The webpages are all encoded in gb2312 which is stated in its meta information.Do you mean a "<meta>" tag within the page? Have you verified that the pages, as delivered by the webserver, actually use that encoding? And that there isn't a response header that says something different?
Thanks for your reply, kdgergory.
Your suggestion is right. I am not quite familiar with web programming.
Those webpages are encoded in gb2312. I recorded a lot of information on the page. Many of them are successfully recorded to the database. Only those containing the rare character failed. I think that is because the rare character can not be recognized by the program, even after I have added its seem-to-be unicode.
It's very bad. Because those parts are important.
I would like to thank you again for your heartily suggestions.
It has been very late in my place.
I have to go to bed.
See you tomorrow, my friend~
Those webpages are encoded in gb2312. I recorded a lot of information on the page. Many of them are successfully recorded to the database. Only those containing the rare character failed. I think that is because the rare character can not be recognized by the program, even after I have added its seem-to-be unicode.I took a look at the Wikipedia entry for [GB2312|http://en.wikipedia.org/wiki/Gb2312], and one of the things that it mentioned was that the encoding was superseded by GBK and GB18030, which contained more characters.

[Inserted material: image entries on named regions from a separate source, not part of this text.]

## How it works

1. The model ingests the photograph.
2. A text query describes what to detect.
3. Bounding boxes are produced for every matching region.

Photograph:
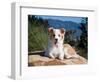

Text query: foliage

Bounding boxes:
[28,15,88,58]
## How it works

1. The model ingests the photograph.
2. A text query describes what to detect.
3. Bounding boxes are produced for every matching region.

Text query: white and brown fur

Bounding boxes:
[45,27,79,60]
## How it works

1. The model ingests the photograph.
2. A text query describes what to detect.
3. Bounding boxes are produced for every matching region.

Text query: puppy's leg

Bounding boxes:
[59,51,64,60]
[49,53,55,59]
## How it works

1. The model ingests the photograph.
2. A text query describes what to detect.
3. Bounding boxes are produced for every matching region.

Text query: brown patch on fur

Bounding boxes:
[64,44,76,55]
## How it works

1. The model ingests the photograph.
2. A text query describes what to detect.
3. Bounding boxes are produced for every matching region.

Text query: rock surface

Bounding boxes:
[28,52,87,66]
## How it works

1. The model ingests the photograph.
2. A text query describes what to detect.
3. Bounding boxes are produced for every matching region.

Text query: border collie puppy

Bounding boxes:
[45,27,79,60]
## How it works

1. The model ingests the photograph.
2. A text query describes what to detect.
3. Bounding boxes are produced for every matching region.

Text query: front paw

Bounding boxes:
[59,55,64,60]
[49,54,55,59]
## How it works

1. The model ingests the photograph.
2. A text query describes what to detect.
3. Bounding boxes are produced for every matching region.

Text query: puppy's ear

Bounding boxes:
[60,28,65,34]
[48,27,53,33]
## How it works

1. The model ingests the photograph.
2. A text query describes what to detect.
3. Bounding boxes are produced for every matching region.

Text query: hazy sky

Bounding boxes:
[39,16,82,23]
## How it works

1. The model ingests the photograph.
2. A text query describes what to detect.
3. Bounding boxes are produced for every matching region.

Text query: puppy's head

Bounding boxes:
[48,27,65,44]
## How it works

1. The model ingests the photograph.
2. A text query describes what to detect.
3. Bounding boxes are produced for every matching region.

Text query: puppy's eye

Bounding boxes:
[53,34,55,37]
[58,34,60,37]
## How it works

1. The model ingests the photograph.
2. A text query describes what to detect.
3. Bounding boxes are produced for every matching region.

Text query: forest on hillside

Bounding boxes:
[28,15,88,59]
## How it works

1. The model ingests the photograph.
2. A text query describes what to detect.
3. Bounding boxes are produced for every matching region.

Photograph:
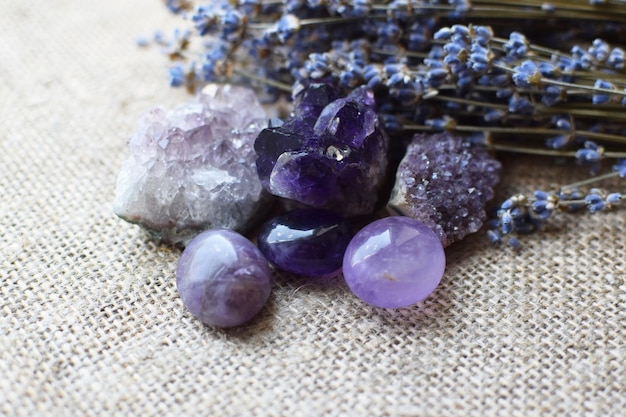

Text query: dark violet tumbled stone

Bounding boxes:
[254,83,389,215]
[257,209,352,276]
[343,216,446,308]
[176,229,272,327]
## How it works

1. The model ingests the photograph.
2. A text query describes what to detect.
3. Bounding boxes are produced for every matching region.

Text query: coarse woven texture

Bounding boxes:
[0,0,626,417]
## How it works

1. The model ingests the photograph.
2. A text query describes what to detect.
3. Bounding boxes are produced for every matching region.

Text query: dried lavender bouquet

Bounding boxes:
[143,0,626,246]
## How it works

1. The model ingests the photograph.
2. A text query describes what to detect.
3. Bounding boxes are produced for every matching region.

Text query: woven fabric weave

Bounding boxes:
[0,0,626,417]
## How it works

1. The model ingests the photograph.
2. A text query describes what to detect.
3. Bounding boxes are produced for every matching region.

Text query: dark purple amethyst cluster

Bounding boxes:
[254,81,389,216]
[389,133,500,246]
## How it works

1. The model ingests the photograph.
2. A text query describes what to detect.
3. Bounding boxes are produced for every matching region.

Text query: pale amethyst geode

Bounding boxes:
[113,84,268,245]
[389,133,500,246]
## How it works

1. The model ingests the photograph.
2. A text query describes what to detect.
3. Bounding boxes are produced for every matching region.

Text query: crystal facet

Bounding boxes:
[257,209,352,277]
[343,216,446,308]
[113,84,268,245]
[389,133,500,246]
[176,229,272,327]
[254,82,389,215]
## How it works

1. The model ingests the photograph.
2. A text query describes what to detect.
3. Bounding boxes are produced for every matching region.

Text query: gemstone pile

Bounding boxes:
[176,229,272,327]
[254,82,389,216]
[388,133,500,246]
[114,80,500,327]
[113,84,269,246]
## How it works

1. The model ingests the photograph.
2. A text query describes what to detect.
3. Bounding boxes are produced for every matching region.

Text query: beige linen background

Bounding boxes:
[0,0,626,416]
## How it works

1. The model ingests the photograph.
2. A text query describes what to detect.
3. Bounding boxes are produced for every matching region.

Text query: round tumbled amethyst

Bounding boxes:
[176,229,272,327]
[343,216,446,308]
[257,209,352,276]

Is it possible that your "rare" character is not actually representable in GB2312?
Then I realized that the "Unicode" character that you mentioned, \uE5E5, is in the "private use" area established by the Unicode spec, so either (1) you're actually giving the EUC-CN encoded value, which isn't Unicode and therefore senseless to search for in Java character data; (2) it isn't a character that has a Unicode value, is being mapped into the private space by the encoding implementation that you're using, and that implementation might have a bug; (3) isn't the character you think it is; or (4) isn't encoded using GB2312. Personally, I think #2 is most likely.

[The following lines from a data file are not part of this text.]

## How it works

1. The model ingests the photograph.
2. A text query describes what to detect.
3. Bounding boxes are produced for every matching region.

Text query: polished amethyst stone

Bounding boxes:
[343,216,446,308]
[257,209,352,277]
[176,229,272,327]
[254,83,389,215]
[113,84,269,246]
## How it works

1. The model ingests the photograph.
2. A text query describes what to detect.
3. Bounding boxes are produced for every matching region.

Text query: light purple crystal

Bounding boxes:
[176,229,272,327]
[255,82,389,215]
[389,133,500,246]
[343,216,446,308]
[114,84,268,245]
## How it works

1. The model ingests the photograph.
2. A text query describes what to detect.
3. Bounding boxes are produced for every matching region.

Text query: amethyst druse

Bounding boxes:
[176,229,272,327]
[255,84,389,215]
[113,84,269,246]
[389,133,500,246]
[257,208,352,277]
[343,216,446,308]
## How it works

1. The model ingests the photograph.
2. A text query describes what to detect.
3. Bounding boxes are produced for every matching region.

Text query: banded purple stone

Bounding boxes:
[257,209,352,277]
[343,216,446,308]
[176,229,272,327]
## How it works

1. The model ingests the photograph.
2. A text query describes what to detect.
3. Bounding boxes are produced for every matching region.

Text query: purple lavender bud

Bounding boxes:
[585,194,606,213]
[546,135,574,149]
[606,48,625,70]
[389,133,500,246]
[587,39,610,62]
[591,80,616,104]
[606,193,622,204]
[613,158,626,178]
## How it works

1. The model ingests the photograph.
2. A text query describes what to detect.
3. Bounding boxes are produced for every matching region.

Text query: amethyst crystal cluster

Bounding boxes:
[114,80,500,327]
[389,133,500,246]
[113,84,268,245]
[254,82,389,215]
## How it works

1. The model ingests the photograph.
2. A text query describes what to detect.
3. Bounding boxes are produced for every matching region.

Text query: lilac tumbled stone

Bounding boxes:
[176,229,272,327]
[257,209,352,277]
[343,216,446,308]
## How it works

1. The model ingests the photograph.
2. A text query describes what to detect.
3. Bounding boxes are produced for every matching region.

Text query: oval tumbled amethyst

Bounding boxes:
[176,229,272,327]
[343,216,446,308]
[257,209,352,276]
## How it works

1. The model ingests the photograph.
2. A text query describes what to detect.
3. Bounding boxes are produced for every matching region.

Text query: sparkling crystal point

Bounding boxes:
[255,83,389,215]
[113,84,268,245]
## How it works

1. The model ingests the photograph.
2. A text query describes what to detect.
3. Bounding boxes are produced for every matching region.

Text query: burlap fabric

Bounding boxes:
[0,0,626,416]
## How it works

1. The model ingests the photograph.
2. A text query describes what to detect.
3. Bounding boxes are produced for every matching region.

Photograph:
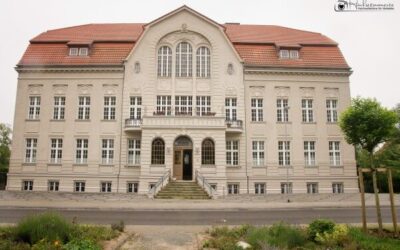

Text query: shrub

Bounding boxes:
[111,220,125,232]
[15,213,71,245]
[307,219,335,241]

It would be helpful for you to go to www.unicode.org, and familiarize yourself with how Unicode is structured. There's a FAQ that describes some of the issues with conversion between CJK character sets and Unicode, and you'll also find [code charts|http://www.unicode.org/charts/] and information about [locating a character by name|http://www.unicode.org/standard/where/].
I have to go to bed.Tomorrow is a holiday where I live, and I'm planning on staying away from computers :-)

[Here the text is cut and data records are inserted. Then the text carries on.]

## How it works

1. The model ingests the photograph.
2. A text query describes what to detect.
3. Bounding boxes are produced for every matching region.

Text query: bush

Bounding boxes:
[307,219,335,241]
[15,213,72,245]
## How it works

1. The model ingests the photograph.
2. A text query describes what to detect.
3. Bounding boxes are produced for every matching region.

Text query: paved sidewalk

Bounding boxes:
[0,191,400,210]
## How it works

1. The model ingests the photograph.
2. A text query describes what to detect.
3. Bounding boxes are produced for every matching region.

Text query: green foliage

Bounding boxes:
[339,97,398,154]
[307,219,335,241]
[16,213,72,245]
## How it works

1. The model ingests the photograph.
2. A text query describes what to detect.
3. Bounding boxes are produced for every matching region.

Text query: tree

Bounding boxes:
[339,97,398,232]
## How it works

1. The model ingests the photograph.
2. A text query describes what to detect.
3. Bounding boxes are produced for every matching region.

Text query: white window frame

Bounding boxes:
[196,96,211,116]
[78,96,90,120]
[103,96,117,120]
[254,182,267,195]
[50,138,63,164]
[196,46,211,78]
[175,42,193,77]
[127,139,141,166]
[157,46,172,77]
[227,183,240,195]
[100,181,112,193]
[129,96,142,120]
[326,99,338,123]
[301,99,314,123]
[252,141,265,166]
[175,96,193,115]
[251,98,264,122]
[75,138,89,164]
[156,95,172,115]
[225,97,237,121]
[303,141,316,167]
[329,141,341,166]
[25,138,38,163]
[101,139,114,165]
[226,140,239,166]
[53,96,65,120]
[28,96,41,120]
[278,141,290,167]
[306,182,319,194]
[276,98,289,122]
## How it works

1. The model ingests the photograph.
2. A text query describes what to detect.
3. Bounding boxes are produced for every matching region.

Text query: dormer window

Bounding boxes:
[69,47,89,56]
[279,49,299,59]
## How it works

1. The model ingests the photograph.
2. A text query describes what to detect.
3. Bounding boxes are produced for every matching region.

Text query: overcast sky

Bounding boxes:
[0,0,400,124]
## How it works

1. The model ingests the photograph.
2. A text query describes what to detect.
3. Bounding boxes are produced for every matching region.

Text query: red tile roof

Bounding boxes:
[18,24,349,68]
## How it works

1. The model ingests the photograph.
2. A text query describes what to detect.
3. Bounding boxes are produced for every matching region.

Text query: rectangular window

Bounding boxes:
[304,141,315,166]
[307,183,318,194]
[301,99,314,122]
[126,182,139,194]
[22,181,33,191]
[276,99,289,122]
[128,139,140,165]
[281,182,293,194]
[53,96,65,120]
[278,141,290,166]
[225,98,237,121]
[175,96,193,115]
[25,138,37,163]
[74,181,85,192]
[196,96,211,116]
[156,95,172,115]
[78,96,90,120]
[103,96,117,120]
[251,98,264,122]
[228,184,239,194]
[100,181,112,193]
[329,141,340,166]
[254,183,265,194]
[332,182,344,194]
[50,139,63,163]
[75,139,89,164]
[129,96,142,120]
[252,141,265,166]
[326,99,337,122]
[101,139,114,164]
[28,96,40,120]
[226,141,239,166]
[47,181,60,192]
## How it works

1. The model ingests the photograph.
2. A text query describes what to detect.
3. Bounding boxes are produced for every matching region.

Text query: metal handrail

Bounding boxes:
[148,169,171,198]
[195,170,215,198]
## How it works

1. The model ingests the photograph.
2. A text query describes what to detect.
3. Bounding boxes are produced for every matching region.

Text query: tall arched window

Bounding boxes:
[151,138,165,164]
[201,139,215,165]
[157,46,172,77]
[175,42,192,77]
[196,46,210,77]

See you tomorrow, my friend~
Plus, I don't think I can give you any more help. You'll need to trace the data, in binary form, through each step of your process to find out where it's being changed.
Hi, kdgregory! Thanks for your detailed reply and suggestion.
I have seen you have done all you could to offer me the best help.
This rare character just appears as a wider blank. Maybe it can be seen as
Oh, BINGO! I can't believe it! I wrote the text above the line minutes ago. And before I wrote those words. I have read kdgergory's suggestion and the related hyperlink. And also before that I read a thread in this forum 3 years ago in which a similar problem was encountered but ended up without satisfying solution.
When I just tried to give up all my efforts and wrote the text above to show an after-all thanks, I suddenly got an idea of changing the gb2312 appeared in the meta tag of the webpage to GBK or GB18030 to have a try. When I try GBK, it still does not work. But after it was changed into GB18030, IT'S DONE!!!
kdgregory, I must show my highest thanks and respect to you!!!
I regret very much that I forgot to mark this thread a question because at that time I was very annoyed and frustrated. So I can't give you a correct tag. But you absolutely deserve it! I hope everything is fine in your holiday!